Trade in the Ancient Sahara and Beyond PDF Author: D. J. Mattingly
Publisher: Cambridge University Press
ISBN: 1108195407
Category : Social Science
Languages : en
Pages : 470

Get Book

Book Description
Saharan trade has been much debated in modern times, but the main focus of interest remains the medieval and early modern periods, for which more abundant written sources survive. The pre-Islamic origins of Trans-Saharan trade have been hotly contested over the years, mainly due to a lack of evidence. Many of the key commodities of trade are largely invisible archaeologically, being either of high value like gold and ivory, or organic like slaves and textiles or consumable commodities like salt. However, new research on the Libyan people known as the Garamantes and on their trading partners in the Sudan and Mediterranean Africa requires us to revise our views substantially. In this volume experts re-assess the evidence for a range of goods, including beads, textiles, metalwork and glass, and use it to paint a much more dynamic picture, demonstrating that the pre-Islamic Sahara was a more connected region than previously thought.

Skeletons on the Zahara

Skeletons on the Zahara PDF Author: Dean King
Publisher: Little, Brown
ISBN: 0759509697
Category : Biography & Autobiography
Languages : en
Pages : 368

Get Book

Book Description
b.A masterpiece of historical adventure, ISkeletons on the Zahara The western Sahara is a baking hot and desolate place, home only to nomads and their camels, and to locusts, snails and thorny scrub -- and its barren and ever-changing coastline has baffled sailors for centuries.
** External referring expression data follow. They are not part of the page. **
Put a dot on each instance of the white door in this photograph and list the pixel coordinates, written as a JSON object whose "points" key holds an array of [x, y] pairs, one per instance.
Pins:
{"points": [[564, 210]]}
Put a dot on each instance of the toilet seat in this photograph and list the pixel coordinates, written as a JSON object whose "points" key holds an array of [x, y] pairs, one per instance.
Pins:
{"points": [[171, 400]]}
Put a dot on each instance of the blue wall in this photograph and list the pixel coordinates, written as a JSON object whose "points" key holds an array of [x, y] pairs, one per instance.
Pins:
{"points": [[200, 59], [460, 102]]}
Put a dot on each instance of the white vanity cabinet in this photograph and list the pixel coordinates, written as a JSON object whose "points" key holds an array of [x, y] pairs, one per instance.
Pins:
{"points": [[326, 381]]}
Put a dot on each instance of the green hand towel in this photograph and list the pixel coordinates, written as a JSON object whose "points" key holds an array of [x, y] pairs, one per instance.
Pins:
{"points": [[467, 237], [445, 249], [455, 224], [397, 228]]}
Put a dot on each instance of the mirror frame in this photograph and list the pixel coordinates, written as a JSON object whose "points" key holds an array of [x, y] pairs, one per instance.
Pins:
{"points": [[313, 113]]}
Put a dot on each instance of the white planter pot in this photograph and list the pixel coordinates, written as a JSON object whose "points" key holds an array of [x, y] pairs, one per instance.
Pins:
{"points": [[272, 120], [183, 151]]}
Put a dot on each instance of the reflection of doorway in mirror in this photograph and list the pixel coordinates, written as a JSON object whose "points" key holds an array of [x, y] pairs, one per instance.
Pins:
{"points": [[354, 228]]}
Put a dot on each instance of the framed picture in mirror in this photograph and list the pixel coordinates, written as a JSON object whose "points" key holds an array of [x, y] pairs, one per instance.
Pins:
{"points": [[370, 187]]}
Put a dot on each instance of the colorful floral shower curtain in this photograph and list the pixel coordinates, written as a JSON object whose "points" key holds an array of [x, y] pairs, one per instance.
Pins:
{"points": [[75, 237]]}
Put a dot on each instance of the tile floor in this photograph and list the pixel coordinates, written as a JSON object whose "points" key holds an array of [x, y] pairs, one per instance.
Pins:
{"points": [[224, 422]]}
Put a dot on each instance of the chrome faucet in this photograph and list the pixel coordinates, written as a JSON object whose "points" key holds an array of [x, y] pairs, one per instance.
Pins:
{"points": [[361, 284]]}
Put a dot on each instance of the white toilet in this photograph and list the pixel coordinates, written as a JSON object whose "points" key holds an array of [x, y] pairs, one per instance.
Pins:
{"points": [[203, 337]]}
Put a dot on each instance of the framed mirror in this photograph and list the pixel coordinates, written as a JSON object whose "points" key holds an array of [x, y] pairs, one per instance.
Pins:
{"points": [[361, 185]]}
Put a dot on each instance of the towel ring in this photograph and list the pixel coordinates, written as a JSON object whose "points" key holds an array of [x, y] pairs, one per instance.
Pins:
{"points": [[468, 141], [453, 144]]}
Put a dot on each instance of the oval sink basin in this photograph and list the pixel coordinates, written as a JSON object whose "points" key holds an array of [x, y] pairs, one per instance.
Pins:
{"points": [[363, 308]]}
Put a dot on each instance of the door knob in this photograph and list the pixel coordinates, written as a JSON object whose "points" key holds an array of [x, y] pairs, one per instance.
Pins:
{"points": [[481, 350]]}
In August 1815, the US brig Commerce was dashed against Cape Bojador and lost, although through bravery and quick thinking the ship's captain, James Riley, managed to lead all of his crew to safety. What followed was an extraordinary and desperate battle for survival in the face of human hostility, starvation, dehydration, death and despair. Captured, robbed and enslaved, the sailors were dragged and driven through the desert by their new owners, who neither spoke their language nor cared for their plight. Reduced to drinking urine, flayed by the sun, crippled by walking miles across burning stones and sand and losing over half of their body weights, the sailors struggled to hold onto both their humanity and their sanity. To reach safety, they would have to overcome not only the desert but also the greed and anger of those who would keep them in captivity. From the cold waters of the Atlantic to the searing Saharan sands, from the heart of the desert to the heart of man, Skeletons on the Zahara is a spectacular odyssey through the extremes and a gripping account of courage, brotherhood, and survival.